CÉLÉBRER LE DIMANCHE AVEC PRIONS

28 novembre 2021 – 1er dimanche de l’Avent C (Violet)

Les suggestions de cette section s’ajoutent à celles que Prions en Église offre chaque dimanche. Elles proviennent de la revue Vie liturgique

PRIER ET RÉFLÉCHIR EN ÉGLISE

Se confesser à un prêtre inconnu?

Une de mes vieilles tantes ne s’en cachait pas: quand elle voulait recevoir le sacrement du pardon, elle allait à la messe dominicale dans la paroisse voisine de la sienne où elle n’était pas connue. Quelques minutes avant la messe, elle entrait dans la noirceur du confessionnal, confiante que le prêtre ne pourrait la reconnaître. Elle espérait que l’opération ne durerait que quelques instants furtifs et qu’elle pourrait quitter le confessionnal sans être vue. Pour être à l’aise, elle avait besoin du plus grand anonymat possible. Elle aurait bien aimé que le prêtre soit dur d’oreille et qu’il n’entende pas bien l’aveu de ses fautes. Elle craignait de rencontrer plus tard le confesseur en faisant ses emplettes et que ce dernier la reconnaisse, ou pire, qu’il se souvienne de ses péchés. Quel malaise, alors! On comprend que nos aînés, avec l’éducation religieuse qu’ils ont reçue, préfèrent les célébrations pénitentielles avec absolution collective. Pas d’aveu, pas de confessionnal, pas de lien direct avec un prêtre, pas de malaise. Quelle libération à leurs yeux!

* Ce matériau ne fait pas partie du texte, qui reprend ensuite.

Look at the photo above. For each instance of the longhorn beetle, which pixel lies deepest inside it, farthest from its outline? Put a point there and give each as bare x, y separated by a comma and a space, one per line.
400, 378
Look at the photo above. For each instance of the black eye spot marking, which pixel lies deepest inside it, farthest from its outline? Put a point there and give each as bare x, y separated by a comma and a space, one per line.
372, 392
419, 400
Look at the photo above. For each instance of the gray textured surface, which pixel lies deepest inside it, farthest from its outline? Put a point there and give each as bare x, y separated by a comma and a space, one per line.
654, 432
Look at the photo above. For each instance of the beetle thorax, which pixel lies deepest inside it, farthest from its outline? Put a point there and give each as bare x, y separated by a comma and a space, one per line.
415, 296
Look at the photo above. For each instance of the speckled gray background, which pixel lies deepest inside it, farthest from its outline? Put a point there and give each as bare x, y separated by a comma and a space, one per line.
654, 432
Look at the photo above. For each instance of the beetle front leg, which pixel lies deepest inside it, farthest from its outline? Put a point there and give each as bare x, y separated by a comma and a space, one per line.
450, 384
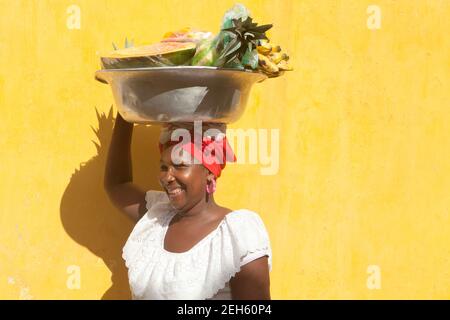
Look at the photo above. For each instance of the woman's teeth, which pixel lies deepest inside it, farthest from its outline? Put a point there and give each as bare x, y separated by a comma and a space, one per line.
175, 192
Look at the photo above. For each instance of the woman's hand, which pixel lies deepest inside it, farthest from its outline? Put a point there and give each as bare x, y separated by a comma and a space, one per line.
118, 180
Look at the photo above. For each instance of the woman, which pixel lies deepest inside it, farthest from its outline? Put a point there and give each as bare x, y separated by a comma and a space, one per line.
185, 245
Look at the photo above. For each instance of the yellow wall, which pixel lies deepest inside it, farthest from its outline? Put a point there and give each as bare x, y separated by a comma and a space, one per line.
364, 173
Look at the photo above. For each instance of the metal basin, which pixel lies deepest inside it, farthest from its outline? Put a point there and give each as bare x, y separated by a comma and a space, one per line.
180, 94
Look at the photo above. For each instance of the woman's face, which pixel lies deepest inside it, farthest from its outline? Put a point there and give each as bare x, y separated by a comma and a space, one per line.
183, 180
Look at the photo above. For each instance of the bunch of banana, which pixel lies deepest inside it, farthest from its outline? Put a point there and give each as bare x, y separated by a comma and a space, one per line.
271, 60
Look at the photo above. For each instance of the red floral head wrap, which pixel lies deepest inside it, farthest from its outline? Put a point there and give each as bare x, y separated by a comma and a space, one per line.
214, 151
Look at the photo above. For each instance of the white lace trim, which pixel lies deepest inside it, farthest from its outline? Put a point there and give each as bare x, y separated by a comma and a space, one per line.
202, 271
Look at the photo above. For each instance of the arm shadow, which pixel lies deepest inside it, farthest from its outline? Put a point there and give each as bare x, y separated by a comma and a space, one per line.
88, 216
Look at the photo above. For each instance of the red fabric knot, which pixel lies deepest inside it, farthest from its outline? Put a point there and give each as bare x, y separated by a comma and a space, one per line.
214, 153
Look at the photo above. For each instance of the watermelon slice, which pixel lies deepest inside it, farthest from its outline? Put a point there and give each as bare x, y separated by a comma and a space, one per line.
162, 54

Mémoire ou miséricorde?     

Chez les enfants, adolescents ou jeunes adultes, c’est le contraire. Les quelques-uns qui demandent le sacrement du pardon veulent autant que possible rencontrer un prêtre qu’ils connaissent, face à face, dans un dialogue amical suffisamment long pour qu’ils aient le temps de raconter le contexte de leurs fautes. Ils comptent sur la parole de Dieu pour repérer leurs péchés et surtout pour se rappeler la miséricorde de Dieu. Car c’est bien là l’enjeu de leur démarche sacramentelle. Ils ne veulent pas d’une rencontre anonyme et impersonnelle. Ils désirent faire une expérience de la miséricorde de Dieu. En s’adressant à un prêtre qui leur est familier, ils s’assurent du genre d’accueil qu’ils vont recevoir. Ils choisissent leur confesseur parce qu’ils veulent être accueillis, compris, et être sûrs de ne pas être jugés. 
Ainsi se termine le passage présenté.